Yutaka Yamauchi is Professor at Graduate School of Management, Kyoto University. His research revolves around culture of organizing from the humanities perspective. Prior to joining Kyoto University in 2010, he was a researcher at Xerox Palo Alto Research Center (PARC) since 2004. He is currently the PI leading a €2 million program on creativity, aesthetics and culture. He has organized the EGOS workshop in Kyoto in 2019, among others. Yutaka and Daniel Hjorth organize the International Workshop on Craft and Emerging Forms of Organizing in Kyoto every April.
 
Jochem Kroezen is an Associate Professor at Rotterdam School of Management, Erasmus University, the Netherlands.
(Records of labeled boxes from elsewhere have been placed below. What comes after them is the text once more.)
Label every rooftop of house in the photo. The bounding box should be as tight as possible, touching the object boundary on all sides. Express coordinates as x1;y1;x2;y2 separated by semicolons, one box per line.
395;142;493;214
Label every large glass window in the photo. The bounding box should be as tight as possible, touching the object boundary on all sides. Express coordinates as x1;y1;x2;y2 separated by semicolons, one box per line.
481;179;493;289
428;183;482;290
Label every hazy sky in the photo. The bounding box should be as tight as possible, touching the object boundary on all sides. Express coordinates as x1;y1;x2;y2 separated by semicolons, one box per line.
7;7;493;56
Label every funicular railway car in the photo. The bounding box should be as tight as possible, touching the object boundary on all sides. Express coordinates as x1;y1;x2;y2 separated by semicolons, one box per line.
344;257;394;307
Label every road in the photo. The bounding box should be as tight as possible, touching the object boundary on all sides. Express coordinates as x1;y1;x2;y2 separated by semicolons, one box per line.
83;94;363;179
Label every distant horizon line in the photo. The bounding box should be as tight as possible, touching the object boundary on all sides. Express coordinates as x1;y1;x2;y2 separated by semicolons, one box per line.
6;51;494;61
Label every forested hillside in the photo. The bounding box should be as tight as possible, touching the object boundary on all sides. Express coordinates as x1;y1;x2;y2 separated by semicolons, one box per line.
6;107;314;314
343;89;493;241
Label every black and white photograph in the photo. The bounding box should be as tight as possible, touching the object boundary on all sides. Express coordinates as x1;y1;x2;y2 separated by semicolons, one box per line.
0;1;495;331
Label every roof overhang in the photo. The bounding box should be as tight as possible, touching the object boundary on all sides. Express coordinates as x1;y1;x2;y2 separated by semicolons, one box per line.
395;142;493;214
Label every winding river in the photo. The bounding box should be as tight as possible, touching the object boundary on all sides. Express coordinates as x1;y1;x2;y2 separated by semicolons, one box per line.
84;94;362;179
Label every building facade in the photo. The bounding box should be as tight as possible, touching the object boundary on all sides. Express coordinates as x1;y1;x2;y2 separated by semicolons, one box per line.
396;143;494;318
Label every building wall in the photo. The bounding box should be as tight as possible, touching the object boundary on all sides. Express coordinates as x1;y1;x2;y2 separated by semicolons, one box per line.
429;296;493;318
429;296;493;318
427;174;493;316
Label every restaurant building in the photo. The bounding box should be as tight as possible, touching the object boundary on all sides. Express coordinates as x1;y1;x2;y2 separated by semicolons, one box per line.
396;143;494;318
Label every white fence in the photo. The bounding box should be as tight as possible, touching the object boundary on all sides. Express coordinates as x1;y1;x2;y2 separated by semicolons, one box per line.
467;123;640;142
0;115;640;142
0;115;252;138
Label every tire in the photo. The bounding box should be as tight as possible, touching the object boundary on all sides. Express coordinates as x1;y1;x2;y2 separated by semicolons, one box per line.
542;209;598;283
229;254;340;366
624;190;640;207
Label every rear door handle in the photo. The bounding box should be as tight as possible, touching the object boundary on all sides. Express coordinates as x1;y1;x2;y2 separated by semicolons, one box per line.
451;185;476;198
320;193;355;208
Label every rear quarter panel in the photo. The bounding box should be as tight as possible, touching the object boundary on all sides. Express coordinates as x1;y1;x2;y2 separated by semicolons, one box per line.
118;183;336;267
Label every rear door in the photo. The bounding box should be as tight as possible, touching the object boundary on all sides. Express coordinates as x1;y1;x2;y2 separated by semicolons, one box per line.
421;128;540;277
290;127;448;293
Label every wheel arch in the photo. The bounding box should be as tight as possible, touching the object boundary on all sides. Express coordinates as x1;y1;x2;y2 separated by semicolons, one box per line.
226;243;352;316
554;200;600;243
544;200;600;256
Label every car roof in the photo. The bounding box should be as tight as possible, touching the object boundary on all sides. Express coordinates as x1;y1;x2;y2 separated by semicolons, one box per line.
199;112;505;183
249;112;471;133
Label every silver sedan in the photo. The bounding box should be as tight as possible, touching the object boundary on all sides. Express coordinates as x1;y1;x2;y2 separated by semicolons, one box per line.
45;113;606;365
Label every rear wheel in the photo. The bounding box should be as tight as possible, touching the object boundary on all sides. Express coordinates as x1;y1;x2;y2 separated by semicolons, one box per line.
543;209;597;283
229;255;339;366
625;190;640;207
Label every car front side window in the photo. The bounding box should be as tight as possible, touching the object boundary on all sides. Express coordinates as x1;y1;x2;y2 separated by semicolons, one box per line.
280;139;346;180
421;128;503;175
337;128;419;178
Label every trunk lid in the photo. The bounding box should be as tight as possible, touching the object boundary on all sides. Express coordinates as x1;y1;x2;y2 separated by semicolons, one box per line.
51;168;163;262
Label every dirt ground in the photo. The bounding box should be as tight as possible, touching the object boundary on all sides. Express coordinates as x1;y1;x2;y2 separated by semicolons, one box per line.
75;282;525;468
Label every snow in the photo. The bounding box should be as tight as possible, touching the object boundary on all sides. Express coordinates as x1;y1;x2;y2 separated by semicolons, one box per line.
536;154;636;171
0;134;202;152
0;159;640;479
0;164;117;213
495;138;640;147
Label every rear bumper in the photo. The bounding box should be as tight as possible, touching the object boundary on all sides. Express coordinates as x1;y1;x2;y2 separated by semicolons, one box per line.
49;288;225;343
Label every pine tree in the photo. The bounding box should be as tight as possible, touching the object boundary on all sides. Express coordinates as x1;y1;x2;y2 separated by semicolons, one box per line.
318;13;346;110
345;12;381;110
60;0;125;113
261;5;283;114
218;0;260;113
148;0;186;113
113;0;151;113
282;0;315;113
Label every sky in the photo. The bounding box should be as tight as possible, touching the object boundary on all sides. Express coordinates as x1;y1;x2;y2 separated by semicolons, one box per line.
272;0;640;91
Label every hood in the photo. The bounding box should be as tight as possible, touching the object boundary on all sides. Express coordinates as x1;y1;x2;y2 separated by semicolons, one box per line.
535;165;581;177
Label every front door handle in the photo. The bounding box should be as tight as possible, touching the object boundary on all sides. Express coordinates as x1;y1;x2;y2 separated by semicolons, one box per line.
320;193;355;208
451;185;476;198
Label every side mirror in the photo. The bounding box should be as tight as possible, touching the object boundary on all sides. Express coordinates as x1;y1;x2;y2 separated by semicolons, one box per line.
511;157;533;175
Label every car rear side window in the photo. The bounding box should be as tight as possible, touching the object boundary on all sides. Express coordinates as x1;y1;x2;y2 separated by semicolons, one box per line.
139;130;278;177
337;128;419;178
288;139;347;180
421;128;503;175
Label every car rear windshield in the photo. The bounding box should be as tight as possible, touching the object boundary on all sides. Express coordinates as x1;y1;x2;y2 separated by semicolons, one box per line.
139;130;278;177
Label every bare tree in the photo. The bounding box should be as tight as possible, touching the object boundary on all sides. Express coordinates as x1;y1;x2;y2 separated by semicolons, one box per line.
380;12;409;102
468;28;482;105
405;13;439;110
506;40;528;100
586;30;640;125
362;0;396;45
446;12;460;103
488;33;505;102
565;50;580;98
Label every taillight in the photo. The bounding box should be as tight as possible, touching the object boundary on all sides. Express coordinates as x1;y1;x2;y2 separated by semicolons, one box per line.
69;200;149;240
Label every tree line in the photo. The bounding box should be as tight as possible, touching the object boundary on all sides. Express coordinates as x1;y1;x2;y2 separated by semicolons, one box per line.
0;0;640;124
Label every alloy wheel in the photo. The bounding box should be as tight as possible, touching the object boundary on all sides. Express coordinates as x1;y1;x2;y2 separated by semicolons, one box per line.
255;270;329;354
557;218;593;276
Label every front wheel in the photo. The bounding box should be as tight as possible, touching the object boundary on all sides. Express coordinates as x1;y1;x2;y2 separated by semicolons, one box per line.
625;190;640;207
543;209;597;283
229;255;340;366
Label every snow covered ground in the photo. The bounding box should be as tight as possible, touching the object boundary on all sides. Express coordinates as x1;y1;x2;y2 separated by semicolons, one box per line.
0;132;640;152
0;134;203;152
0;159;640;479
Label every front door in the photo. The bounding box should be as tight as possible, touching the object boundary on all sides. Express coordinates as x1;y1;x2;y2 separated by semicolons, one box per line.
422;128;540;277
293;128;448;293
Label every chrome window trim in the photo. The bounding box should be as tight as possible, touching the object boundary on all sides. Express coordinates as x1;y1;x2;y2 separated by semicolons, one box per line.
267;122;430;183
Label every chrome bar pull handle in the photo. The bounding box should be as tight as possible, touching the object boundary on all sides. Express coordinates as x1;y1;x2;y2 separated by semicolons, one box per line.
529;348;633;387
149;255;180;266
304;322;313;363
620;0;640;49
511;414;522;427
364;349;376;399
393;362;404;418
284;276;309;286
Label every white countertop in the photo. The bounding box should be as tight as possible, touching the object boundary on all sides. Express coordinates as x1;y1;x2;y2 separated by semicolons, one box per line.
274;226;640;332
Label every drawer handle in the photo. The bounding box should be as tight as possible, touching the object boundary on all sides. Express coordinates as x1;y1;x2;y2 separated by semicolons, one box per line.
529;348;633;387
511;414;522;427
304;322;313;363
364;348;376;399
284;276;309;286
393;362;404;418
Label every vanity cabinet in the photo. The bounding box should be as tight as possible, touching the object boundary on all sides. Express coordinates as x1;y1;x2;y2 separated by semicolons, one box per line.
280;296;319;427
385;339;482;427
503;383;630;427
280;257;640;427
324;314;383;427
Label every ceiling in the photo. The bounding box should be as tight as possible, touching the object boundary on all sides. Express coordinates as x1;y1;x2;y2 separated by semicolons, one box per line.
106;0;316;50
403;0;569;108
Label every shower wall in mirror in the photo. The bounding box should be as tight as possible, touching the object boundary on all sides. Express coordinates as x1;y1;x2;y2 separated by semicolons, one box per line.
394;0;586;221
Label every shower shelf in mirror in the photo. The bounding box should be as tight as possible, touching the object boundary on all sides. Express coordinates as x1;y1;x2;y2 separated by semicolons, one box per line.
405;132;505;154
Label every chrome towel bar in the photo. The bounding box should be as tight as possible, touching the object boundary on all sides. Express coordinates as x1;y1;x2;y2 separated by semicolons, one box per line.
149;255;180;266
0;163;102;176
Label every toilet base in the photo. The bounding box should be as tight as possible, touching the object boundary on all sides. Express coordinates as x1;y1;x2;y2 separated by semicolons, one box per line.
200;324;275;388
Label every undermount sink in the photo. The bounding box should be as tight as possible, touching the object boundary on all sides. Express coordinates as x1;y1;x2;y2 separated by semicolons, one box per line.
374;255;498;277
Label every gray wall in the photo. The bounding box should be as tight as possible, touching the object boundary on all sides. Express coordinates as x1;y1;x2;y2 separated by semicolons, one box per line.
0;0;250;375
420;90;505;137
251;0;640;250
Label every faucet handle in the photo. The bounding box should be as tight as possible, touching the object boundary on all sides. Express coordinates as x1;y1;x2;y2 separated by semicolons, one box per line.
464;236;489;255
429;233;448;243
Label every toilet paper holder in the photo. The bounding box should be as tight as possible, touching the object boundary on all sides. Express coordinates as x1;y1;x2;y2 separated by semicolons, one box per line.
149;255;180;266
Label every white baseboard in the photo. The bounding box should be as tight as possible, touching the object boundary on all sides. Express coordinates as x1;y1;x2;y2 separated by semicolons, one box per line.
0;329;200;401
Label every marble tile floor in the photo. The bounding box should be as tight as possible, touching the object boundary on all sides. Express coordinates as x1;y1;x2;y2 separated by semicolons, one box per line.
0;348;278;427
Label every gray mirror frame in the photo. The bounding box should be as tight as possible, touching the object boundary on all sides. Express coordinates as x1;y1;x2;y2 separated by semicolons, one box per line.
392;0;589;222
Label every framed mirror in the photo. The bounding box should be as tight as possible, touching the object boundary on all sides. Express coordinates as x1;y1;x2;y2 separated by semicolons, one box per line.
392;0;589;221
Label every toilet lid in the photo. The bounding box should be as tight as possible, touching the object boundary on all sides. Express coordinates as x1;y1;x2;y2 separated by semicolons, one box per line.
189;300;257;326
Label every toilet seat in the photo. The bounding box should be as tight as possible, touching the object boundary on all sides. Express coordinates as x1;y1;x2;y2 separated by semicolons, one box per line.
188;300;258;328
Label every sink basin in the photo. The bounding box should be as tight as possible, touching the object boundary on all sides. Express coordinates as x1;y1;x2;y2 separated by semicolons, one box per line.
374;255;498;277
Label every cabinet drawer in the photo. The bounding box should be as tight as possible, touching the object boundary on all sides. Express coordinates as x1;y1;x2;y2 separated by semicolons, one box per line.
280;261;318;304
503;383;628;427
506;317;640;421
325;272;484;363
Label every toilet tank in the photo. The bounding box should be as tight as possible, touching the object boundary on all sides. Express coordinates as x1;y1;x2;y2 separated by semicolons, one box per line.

His work on craft, history and other issues in organization studies has appeared in Administrative Science Quarterly, Academy of Management Annals, Academy of Management Journal, Journal of Management Studies and Business History. He has co-edited special issues on craft for Organization Studies and Strategic Entrepreneurship Journal.
 
Monika Zebrowska
 
Max Ganzin is an Assistant Professor at Macquarie Business School, Australia. His research focuses on materiality, craft, and organizational theory. His research has been published in Organization Studies, Strategic Entrepreneurship Journal, Entrepreneurship and Regional Development, Business Strategy and the Environment, European Management Journal,and Australian Journal of Management. He has served as a Special Issue Guest Editor in Strategic Entrepreneurship Journal, and Journal of Business Ethics.